Honeybees do die after using their stinger to inject venom, but many other kinds of bees and stinging insects do not. Honeybees die after using their stingers because they can’t retract them. Instead the stinger is ripped out, which kills the bee in the process. But wasps, hornets and many other kinds of bees can safely remove their stinger after injecting it, allowing them to sting again and again. 

Don’t be too bummed by this news because while some bees are capable of stinging more than once, most bee species aren’t capable of stinging at all. Of the more than 20,000 bee species in the world, only about 500 are capable of stinging.

It can be too cold to snow 

Our coldest winter days are often clear and sunny, but don’t let that fool you into thinking it’s too cold to snow. It cannot ever be too cold to snow.

The idea that it’s too cold to snow may have come about because most heavy snowfall occurs when the temperature is at least 15 degrees Fahrenheit. Heavy snow doesn’t usually fall when it’s colder than that because moisture is important in the development of snow, and the air is usually too dry when it is below 15 degrees for heavy snow to develop. 

At lower temperatures, snow crystals still form, but they don’t develop into large flakes because there isn’t enough water in the atmosphere for them to grow.
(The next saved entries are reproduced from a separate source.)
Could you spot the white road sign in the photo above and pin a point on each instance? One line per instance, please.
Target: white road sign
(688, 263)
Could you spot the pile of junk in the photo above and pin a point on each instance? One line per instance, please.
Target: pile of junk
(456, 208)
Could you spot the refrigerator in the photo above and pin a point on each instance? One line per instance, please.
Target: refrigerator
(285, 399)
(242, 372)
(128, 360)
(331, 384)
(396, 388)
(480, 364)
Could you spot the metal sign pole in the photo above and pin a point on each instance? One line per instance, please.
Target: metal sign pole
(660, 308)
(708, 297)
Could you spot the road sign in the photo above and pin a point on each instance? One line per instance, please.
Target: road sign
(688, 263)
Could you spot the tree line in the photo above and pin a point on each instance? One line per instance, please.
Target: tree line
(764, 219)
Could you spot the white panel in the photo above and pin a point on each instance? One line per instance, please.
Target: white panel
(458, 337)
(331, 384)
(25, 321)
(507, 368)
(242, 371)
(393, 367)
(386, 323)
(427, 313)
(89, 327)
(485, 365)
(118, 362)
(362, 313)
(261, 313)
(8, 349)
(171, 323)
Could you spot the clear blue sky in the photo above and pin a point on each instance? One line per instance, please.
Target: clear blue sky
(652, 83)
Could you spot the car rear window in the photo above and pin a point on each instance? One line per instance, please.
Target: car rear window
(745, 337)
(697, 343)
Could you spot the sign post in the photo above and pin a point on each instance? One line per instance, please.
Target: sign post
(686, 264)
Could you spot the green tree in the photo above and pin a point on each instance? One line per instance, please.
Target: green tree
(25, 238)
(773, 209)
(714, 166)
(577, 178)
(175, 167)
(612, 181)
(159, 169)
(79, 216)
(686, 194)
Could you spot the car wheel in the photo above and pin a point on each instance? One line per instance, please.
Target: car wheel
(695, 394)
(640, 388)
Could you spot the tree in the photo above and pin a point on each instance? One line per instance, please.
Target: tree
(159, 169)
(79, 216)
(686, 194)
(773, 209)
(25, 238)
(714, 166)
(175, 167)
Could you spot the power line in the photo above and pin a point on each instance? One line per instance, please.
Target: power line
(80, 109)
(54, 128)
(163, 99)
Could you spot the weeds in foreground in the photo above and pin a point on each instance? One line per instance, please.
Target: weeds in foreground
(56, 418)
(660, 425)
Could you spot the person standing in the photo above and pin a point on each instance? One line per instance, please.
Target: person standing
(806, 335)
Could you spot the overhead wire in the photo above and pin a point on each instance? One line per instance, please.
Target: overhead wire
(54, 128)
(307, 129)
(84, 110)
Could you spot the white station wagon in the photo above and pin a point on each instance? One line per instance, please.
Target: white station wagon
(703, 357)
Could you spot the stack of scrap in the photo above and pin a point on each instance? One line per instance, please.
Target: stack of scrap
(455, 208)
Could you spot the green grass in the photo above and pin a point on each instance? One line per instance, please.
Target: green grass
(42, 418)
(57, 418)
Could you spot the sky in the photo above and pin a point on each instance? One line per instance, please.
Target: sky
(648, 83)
These tiny ice crystals do fall to the earth, but they typically evaporate before reaching the ground. 

Fawns are born without a scent 

This myth can be busted, but it’s close to true. Fawns are born with a scent, but it’s very faint. And their faint scent serves an important purpose.

A white-tailed deer standing in tall grasses in front of a log.
(Photo courtesy of Joe Viola)

Fawns have only a faint scent because their scent glands are not fully developed at birth. This is useful because it makes it harder for predators to sniff them out.

Because they are hard for predators to find using scent alone, mother does often leave their fawns for long periods. While she never travels too far from them, she only visits them a few times a day to nurse.